卒論の「総文字数」と「ページ数」は必ず比例するわけではありません。図表、参考文献、脚注、引用、見出し、空白など、本文文字数として単純計算しにくい要素がページを使用するからです。

例えば40字×30行なら理論上は1ページ1,200字ですが、すべてのページに1,200字が入るわけではありません。章タイトルだけの行、段落間隔、図表、脚注などがあれば実際の本文量は減ります。

さらに「ページ数上限に表紙・目次・参考文献・資料を含むのか」という規定も大学によって異なります。本文だけ20ページ以内なのか、表紙から参考文献まで含めて20ページ以内なのかによって判断は大きく変わります。

提出直前ならこの順番で確認すると原因を見つけやすい

ページ数が上限の2倍近くある場合でも、慌てて本文を削除する前に次の順番で確認しましょう。

順番 確認項目 チェックするポイント
1 大学の卒論要項 用紙・余白・フォント・字数・行数・ページ数の数え方
2 用紙サイズ A4など指定どおりか
3 余白 上下左右が指定どおりか
4 フォント・文字サイズ 本文が指定書式になっているか
5 段落設定 段落前後の間隔・行間が大きすぎないか
6 「¶」編集記号 空段落・改ページが大量にないか
7 改ページ設定 見出しが不必要に次ページへ送られていないか
8 図表・脚注・参考文献 ページ数へ含める範囲を誤解していないか

特に各ページの下半分が空いている、段落ごとに広い空白がある、見出しのたびに新しいページになるという場合は、文章量そのものより書式を疑ったほうがよいでしょう。

卒論では「ページ数を減らすための自己流変更」に注意

提出期限が迫っていると、文字サイズを小さくしたり、行間を極端に狭くしたり、余白を削ったりしてページ数を合わせたくなります。しかし、卒論ではこの方法が逆効果になる可能性があります。

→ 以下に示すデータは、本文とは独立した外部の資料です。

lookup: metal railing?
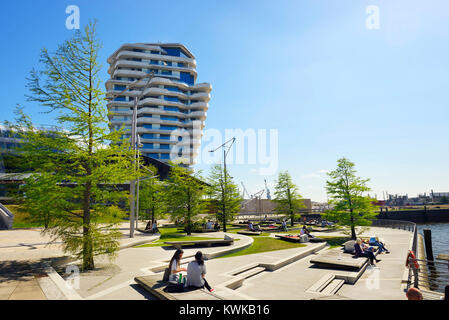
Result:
[407,258,449,294]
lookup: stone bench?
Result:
[276,234,309,243]
[136,229,159,234]
[134,275,221,300]
[310,249,378,270]
[164,236,234,249]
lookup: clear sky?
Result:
[0,0,449,201]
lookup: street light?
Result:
[106,72,154,238]
[209,137,235,232]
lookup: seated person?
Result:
[186,251,215,292]
[151,220,159,233]
[369,237,390,253]
[300,226,313,238]
[405,288,423,300]
[354,238,381,266]
[282,219,287,231]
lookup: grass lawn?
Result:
[218,236,306,259]
[134,227,224,248]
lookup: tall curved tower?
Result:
[106,43,212,165]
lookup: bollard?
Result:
[423,229,434,266]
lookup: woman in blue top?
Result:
[186,251,215,292]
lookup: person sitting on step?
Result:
[354,238,381,266]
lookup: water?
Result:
[417,223,449,292]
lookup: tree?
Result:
[208,164,242,232]
[16,23,135,270]
[274,171,305,227]
[164,163,206,235]
[139,165,165,222]
[326,158,377,239]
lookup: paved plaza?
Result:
[0,224,412,300]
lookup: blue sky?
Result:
[0,0,449,201]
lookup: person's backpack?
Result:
[163,281,184,293]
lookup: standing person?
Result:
[405,288,423,300]
[168,249,187,282]
[354,238,381,266]
[186,251,215,292]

大学側がフォント、文字サイズ、余白、1行の文字数、1ページの行数を指定している場合、それを変更するとページ数は収まっても書式違反になります。

また、大学からWordテンプレートが配布されている場合は、自己流で新規文書を作り直すより、テンプレートへ文章を移して指定スタイルを適用したほうが安全なことがあります。提出直前で判断できない場合は、指導教員や大学の担当部署へ「ページ数には表紙・目次・参考文献を含むか」「配布テンプレートの書式をそのまま使えばよいか」を確認するのが確実です。

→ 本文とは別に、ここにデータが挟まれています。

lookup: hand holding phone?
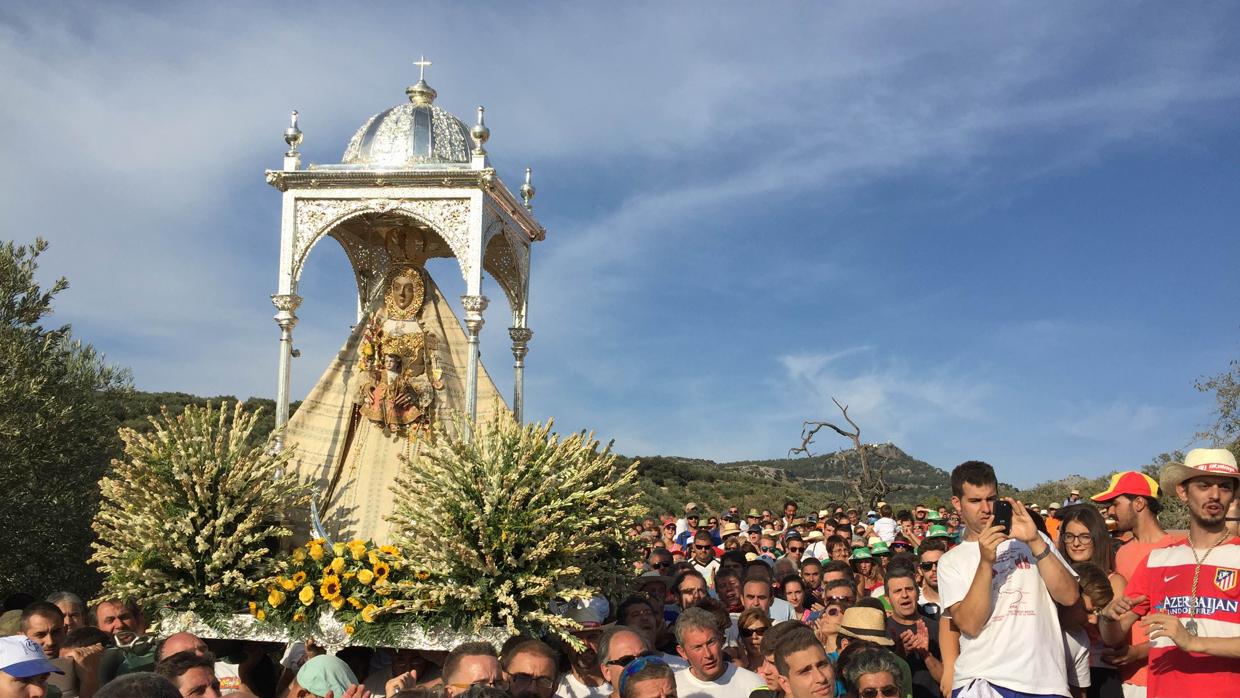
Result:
[991,500,1012,536]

まとめ:字数・行数が合っているのにページ数が2倍なら本文を削る前に書式を確認

Wordで卒論の字数、1行の文字数、1ページの行数を守っているのにページ数が大幅に増えている場合、文章が長すぎるとは限りません。

段落前後の間隔、行間、空段落、手動改ページ、見出しの改ページ設定、用紙サイズ、余白などが原因で、1ページに実際に入る文章量が少なくなっている可能性があります。

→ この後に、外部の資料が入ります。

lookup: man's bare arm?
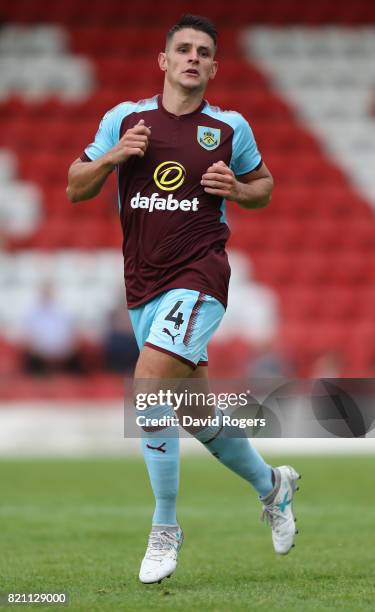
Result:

まず大学の卒論執筆要項を手元に置き、Wordの「¶」を表示してください。そのうえで各ページを見渡し、「不自然な空白がどこに発生しているか」を探します。段落ごとに空くなら段落間隔、見出しの前で空くなら改ページ設定、文書全体で本文領域が狭いなら余白や用紙設定を優先的に確認します。

ページ数が上限の2倍だからといって、すぐ本文を半分に削る必要があるとは限りません。まず書式を大学指定の状態へ正しく合わせ、それでもページ数を超えることが確認できてから、本文の推敲・削減を検討するのが適切な順番です。